### Path Finder: What are the potential paths between two nodes?
### This pipeline can be used to get a ranked path between A and B given a set of paths.

![image.png](attachment:3da53daa-b927-420f-8b64-97ee4046cc60.png)

Example questions: 

What drugs may treat ovarian cancer (MONDO:0008170) patients with BRCA1 mutation?  

What is the mechanism of Olaparib being effective for patients with BRCA1 mutation?


In [1]:
# include path ../src in order to import modules
import sys
sys.path.append('../TCT')
import TCT as TCT
import seaborn as sns
import matplotlib.pyplot as plt
import pandas as pd
import ipywidgets as widgets

In [2]:
# Step1: List all the APIs in the translator system
APInames = TCT.list_Translator_APIs()
print(len(APInames))
#print(APInames.keys())

# Step 2: Get metaKG and all predicates from Translator APIs
metaKG = TCT.get_KP_metadata(APInames) # This only applies to the Translator APIs
#print(metaKG.columns)
#print(metaKG.shape)

#metaKG.to_csv('../metaData/metaKG.csv', index=False)
#metaKG = pd.read_csv('../metaData/metaKG.csv')
All_predicates = list(set(metaKG['KG_category']))
All_categories = list((set(list(set(metaKG['Subject']))+list(set(metaKG['Object'])))))

98


In [3]:
#### The following use case is to fine the Genes or proteins that connect the gene BRCA2 and the drug Olaparib


In [4]:
# Step 3: set input parameters

# Node1 for query
input_node1 = 'BRCA2'
input_node1_id = TCT.get_curie(input_node1)
print(input_node1_id)
input_node1_list = [input_node1_id]
input_node1_category = ['biolink:Gene'] # Node: this has to be in a format of biolink:xxx

#Node2 for query
input_node2_list = []
#input_node2_category = ['biolink:Drug','biolink:SmallMolecule'] # Node: this has to be in a format of biolink:xxx
input_node2_category = ['biolink:Gene','biolink:Protein'] # Node: this has to be in a format of biolink:xxx


# Get all predicates for the input node1 and node2, user can furter select the predicates among this list
sele_predicates = list(set(TCT.select_concept(sub_list=input_node1_category,
                                              obj_list=input_node2_category,
                                              metaKG=metaKG)))

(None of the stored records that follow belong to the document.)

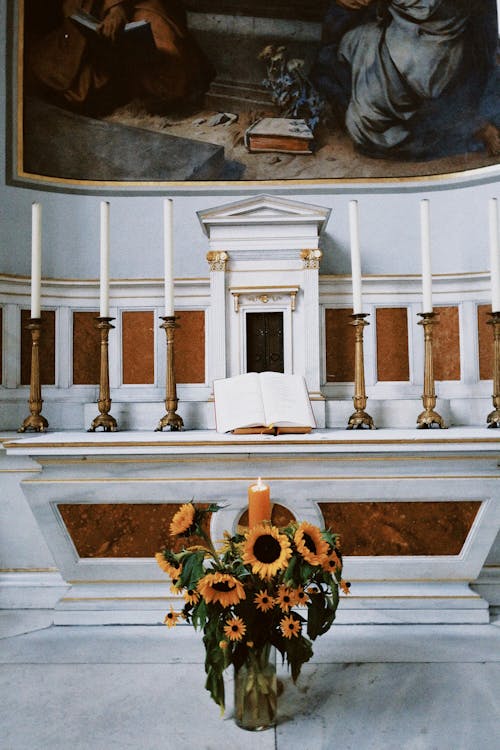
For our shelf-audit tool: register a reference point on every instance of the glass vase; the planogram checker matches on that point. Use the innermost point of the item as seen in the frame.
(255, 690)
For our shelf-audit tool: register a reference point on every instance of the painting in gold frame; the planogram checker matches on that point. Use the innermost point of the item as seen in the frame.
(94, 112)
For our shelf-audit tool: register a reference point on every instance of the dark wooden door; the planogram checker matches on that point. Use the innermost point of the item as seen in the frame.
(265, 342)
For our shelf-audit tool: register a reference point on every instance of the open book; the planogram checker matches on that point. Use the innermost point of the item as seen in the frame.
(135, 32)
(279, 134)
(266, 402)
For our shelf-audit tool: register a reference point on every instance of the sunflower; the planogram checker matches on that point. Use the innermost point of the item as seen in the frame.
(310, 544)
(176, 588)
(235, 629)
(290, 627)
(331, 563)
(191, 596)
(345, 586)
(263, 601)
(171, 618)
(183, 519)
(285, 598)
(221, 587)
(301, 596)
(266, 550)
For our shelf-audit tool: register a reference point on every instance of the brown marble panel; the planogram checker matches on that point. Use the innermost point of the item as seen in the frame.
(138, 342)
(190, 347)
(446, 344)
(280, 516)
(47, 348)
(401, 528)
(485, 335)
(122, 529)
(339, 337)
(392, 344)
(86, 348)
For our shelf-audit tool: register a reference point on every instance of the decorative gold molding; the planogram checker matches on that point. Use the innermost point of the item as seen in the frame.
(311, 258)
(217, 260)
(263, 295)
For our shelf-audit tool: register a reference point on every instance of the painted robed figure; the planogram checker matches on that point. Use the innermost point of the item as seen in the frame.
(94, 75)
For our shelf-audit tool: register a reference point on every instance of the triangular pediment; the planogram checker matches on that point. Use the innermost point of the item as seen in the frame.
(264, 210)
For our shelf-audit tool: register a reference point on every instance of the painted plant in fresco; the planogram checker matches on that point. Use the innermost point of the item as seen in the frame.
(412, 78)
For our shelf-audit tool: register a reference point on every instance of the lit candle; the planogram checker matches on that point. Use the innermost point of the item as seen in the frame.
(36, 258)
(259, 503)
(425, 247)
(494, 256)
(168, 248)
(355, 258)
(104, 274)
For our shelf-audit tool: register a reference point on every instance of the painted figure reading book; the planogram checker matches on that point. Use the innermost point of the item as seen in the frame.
(413, 78)
(94, 71)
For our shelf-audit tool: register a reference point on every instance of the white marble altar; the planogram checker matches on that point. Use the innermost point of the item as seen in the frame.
(332, 465)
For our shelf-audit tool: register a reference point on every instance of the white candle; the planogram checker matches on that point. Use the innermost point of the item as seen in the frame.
(357, 306)
(36, 259)
(168, 252)
(104, 271)
(425, 246)
(494, 256)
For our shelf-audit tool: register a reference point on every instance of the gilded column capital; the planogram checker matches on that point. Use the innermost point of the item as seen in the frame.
(311, 258)
(217, 260)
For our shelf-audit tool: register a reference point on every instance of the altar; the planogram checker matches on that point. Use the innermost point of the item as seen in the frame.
(418, 512)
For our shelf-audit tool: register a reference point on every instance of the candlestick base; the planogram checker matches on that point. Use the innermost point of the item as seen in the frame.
(360, 420)
(106, 421)
(493, 418)
(103, 419)
(428, 418)
(35, 421)
(171, 419)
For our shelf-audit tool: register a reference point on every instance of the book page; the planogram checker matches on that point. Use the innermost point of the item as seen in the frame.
(238, 402)
(286, 400)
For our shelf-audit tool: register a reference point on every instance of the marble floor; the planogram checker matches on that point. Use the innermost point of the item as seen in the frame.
(382, 687)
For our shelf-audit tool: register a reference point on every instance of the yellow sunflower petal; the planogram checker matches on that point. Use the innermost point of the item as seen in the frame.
(222, 588)
(235, 629)
(266, 550)
(290, 627)
(310, 544)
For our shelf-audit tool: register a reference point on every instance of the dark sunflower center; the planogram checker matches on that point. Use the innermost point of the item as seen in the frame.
(309, 543)
(267, 549)
(223, 586)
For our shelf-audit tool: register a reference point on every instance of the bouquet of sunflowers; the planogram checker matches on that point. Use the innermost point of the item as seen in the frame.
(267, 587)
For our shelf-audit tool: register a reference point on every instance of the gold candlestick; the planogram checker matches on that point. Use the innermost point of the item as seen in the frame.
(360, 419)
(429, 417)
(104, 419)
(171, 419)
(493, 419)
(35, 421)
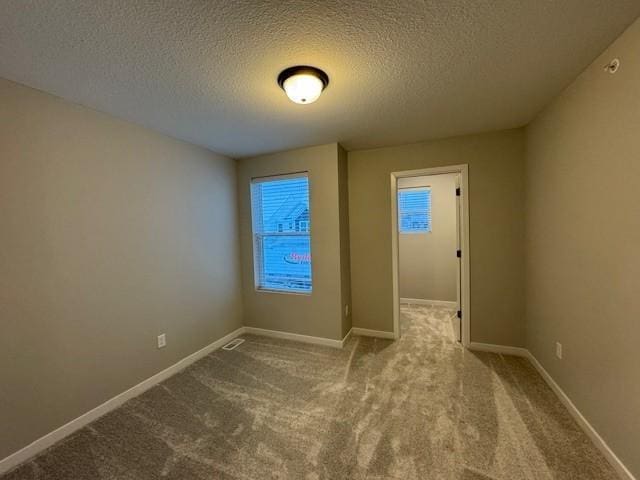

print("all relevant predicates in Translator:")
print(sele_predicates)
# select predicates

# Get all APIs for the input node1 and node2, user can furter select the APIs among this list
sele_APIs_1 = TCT.select_API(sub_list=input_node1_category,
                             obj_list=input_node2_category,
                             metaKG=metaKG)
print("all relevant APIs in Translator:")
print(sele_APIs_1)

# get API URLs
API_URLs_1 = TCT.get_Translator_API_URL(sele_APIs_1, APInames)

#---------------------------------------------------------------------------------------------------------------------------------#

# Node3 for query
#input_node3 = 'Ovarian cancer'
input_node3 = "Olaparib"
input_node3_id = TCT.get_curie(input_node3)
print(input_node3_id)
#input_node3_id = "MONDO:0008170" # have to change UMLS to MONDO ids
input_node3_list = [input_node3_id]
input_node3_category = ['biolink:SmallMolecule', 'biolink:Drug','biolink:ChemicalSubstance'] # Node: this has to be in a format of biolink:xxx
#input_node3_category = ['biolink:Disease']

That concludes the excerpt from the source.